At first

I want to treat stocks as a learning subject, but I am not confident that I can analyze them with raw data. Therefore, I would like to create some artificial data and run it with python. I would like to proceed with the purpose as learning the python program.

About the data to be handled

We handle trading dates from January 4, 2016 to November 8, 2019. In addition, this data is

period	Trend
2016	Declining trend
2017	Neutral
2018	Increasing tendency
2019	Increasing tendency(strength)

It is a fictitious brand whose closing price changes with.

I want to upload the data (text file) I handled, but I wonder if Qiita can only upload images ...

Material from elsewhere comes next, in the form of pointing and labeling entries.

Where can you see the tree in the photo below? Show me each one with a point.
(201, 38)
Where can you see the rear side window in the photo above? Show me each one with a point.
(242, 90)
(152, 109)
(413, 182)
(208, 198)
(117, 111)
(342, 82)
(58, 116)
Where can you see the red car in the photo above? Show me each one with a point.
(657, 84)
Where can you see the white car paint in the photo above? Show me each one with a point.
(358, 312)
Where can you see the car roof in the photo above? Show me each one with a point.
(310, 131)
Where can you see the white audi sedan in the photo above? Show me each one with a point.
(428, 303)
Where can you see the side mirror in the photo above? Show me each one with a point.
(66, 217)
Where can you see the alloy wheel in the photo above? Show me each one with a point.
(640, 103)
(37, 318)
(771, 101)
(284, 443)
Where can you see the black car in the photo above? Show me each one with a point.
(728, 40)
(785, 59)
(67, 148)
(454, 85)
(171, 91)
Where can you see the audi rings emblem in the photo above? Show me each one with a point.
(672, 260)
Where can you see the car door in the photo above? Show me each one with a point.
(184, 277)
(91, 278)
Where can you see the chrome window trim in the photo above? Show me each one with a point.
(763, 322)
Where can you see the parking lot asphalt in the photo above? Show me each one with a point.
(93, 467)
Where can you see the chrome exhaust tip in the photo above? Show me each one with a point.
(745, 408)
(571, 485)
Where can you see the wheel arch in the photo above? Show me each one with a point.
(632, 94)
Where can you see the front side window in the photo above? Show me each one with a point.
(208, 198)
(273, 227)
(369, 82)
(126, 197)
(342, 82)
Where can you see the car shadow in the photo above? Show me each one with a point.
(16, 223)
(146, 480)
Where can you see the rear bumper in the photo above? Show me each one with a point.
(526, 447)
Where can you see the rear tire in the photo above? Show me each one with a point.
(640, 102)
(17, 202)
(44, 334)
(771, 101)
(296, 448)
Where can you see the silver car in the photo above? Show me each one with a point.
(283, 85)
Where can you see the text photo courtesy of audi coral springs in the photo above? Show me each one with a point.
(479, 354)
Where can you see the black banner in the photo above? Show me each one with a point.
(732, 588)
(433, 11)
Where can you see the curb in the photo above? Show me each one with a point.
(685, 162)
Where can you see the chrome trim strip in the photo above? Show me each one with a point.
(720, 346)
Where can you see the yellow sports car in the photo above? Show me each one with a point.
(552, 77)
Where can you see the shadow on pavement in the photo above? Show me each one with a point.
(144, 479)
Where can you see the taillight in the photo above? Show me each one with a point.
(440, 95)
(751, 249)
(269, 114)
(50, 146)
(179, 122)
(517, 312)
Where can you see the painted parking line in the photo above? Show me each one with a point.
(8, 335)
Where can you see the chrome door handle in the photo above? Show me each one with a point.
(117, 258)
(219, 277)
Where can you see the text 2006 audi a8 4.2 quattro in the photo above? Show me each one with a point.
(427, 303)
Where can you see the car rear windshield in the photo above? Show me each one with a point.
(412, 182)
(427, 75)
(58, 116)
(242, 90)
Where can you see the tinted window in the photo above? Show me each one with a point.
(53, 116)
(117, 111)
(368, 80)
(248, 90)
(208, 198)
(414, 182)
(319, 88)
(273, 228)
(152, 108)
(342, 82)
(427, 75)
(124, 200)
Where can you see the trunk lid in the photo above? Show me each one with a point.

A 944 line csv file containing the following information.

`SampleStock01.csv`


Fictitious company 01
date,Open price,High price,Low price,closing price
2016/1/4,9,934,10,055,9,933,10,000
2016/1/5,10,062,10,092,9,942,10,015
2016/1/6,9,961,10,041,9,928,10,007
2016/1/7,9,946,10,060,9,889,9,968
2016/1/8,9,812,9,952,9,730,9,932
2016/1/12,9,912,9,966,9,907,9,940
2016/1/13,9,681,9,964,9,607,9,928
2016/1/14,9,748,9,864,9,686,9,858
(Omission)

Advance preparation

It's just studying, so I'll start from a clean environment. The learning environment is

Windows HomeEdition 10
Python 3.7.4

`command prompt`


python -m venv stock
.\stock\Scripts\Activate

After upgrading pip, with matplotlib and pandas

`command prompt`


python -m pip install --upgrade pip
pip install matplotlib
pip install pandas
pip install Seaborn

Check the installed packages

`command prompt`


pip list

Execution result

Package Version --------------- ------- cycler 0.10.0 kiwisolver 1.1.0 matplotlib 3.1.1 numpy 1.17.4 pandas 0.25.3 pip 19.3.1 pyparsing 2.4.5 python-dateutil 2.8.1 pytz 2019.3 scipy 1.3.2 seaborn 0.9.0 setuptools 40.8.0 six 1.13.0

Read file

Failure example 01

First of all, without thinking about anything, try reading with pd.read_csv ().

`fail_case01.py`


import pandas as pd

dframe = pd.read_csv('SampleStock01.csv')

Execution result

As expected, an error is returned.

UnicodeDecodeError: 'utf-8' codec can't decode byte 0x89 in position 0: invalid start byte

The file I / O part is the one that stumbles when dealing with python ... Thinking is interrupted here every time.

Failure example 02

However, failure example 01 is a category of expectation, and here it is just a matter of specifying encoding.

`fail_case02.py`


import pandas as pd

#CSV file(SampleStock01.csv)Specify the character code of
dframe = pd.read_csv('SampleStock01.csv', encoding="SJIS")

Execution result

Yes. I knew It also fails here.

pandas.errors.ParserError: Error tokenizing data. C error: Expected 5 fields in line 3, saw 9

Since the first line of the CSV file is set to the brand name, you have to read from the second line.

Failure example 03

This is just a matter of ignoring the first line and reading from the second line.

`fail_case03.py`


import pandas as pd

#CSV file(SampleStock01.csv)Specify the character code of
dframe = pd.read_csv('SampleStock01.csv', encoding="SJIS", header=1)

print(dframe)

Execution result

Date Open Price High Low Price Close 2016/1/4 9 934 10 55 9 933 10 0 2016/1/5 10 62 10 92 9 942 10 15 2016/1/6 9 961 10 41 9 928 10 7 2016/1/7 9 946 10 60 9 889 9 968 2016/1/8 9 812 9 952 9 730 9 932 ... ... .. ... .. ... 2019/11/1 13 956 15 59 13 940 14 928 2019/11/5 13 893 15 54 13 820 14 968 2019/11/6 14 3 15 155 13 919 15 47 2019/11/7 14 180 15 54 14 57 15 41 2019/11/8 14 76 15 52 13 939 15 41

[942 rows x 5 columns]

I was able to read it into the data frame properly! I was pleased with it.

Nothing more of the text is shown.